Global economic growth has been slowing, the US economy likely will contract temporarily, and US stocks have entered a bear market. Big stock market moves, both up and down, have become the norm. The yield on the 10-year US Treasury note has fallen to an all-time low, making borrowing cheaper—but challenging savers. In short, this has been a challenging period for many long-term investors, and you’re asking what’s next and what to do.
Despite elevated uncertainty, we’ve been encouraged by the actions of global central banks and governments to support their economies and stock markets through this challenging period. In the United States, the Federal Reserve (Fed) lowered its policy rate by a full percentage point, the first move that large since the savings and loan crisis, bringing the rate to a target range of 0–0.25%. The full impact of lower rates may have to wait until loan demand picks up, but other Fed actions may provide more immediate support to help financial markets continue to run smoothly, bolster short-term funding, and increase market liquidity.

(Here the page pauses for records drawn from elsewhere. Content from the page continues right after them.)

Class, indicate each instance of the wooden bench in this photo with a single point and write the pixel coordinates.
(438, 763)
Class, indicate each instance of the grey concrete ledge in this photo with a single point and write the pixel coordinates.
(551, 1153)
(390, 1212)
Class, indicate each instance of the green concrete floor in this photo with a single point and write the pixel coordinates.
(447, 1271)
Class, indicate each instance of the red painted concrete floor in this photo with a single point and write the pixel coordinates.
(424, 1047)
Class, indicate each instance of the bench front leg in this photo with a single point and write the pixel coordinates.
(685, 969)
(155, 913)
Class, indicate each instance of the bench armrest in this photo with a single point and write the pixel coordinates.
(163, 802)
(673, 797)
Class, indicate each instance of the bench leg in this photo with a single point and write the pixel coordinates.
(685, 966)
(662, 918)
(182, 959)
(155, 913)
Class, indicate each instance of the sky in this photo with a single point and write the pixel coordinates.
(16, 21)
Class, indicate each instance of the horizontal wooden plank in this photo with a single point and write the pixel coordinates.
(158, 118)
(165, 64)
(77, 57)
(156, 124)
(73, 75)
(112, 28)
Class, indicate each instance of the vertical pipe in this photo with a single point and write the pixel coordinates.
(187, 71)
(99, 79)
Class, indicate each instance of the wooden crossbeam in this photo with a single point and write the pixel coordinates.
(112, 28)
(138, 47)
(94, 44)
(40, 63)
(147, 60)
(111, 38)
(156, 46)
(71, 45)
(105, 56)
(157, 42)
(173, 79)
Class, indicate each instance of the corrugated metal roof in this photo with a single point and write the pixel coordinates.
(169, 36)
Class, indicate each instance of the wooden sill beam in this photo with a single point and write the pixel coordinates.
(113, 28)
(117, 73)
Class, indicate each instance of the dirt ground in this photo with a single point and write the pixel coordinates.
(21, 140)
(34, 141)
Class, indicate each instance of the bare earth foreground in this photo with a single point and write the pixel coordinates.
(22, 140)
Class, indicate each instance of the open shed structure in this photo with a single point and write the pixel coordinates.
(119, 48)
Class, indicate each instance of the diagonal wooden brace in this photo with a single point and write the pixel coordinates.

At the same time, the US government already has passed several measures to support the economy, and it’s currently working on a major fiscal stimulus bill of at least $750 billion. Discussions are still taking place, but provisions possibly could include paid sick leave, expanded medical testing, unemployment insurance, direct financial support for consumers, and relief for some of the most heavily impacted industries.
It can be difficult to keep looking forward with so much uncertainty and so many unanswered questions right now. But for long-term investors, it’s also important to maintain a clear vision of financial goals and the plan for getting there.
Market volatility like we’re experiencing now may provide pockets of opportunity for suitable portfolios. As a recession increasingly is priced into markets, stock market valuations relative to their earnings power and to bond yields have become more attractive. Current uncertainty means taking a careful, measured approach, but for appropriate investors there may even be small ways to consider taking advantage of these potential opportunities.
It’s likely we may see an economic rebound later this year and into 2021 as the outbreak is contained, businesses reopen, and fiscal and monetary policy support expands. The US economy and corporate America have steered their way through world wars and cold wars, financial crises, and geopolitical events. Through even the most challenging times, markets have found their way back to normalcy, and investors have been able to look to the future. There’s no reason to believe this time will be different.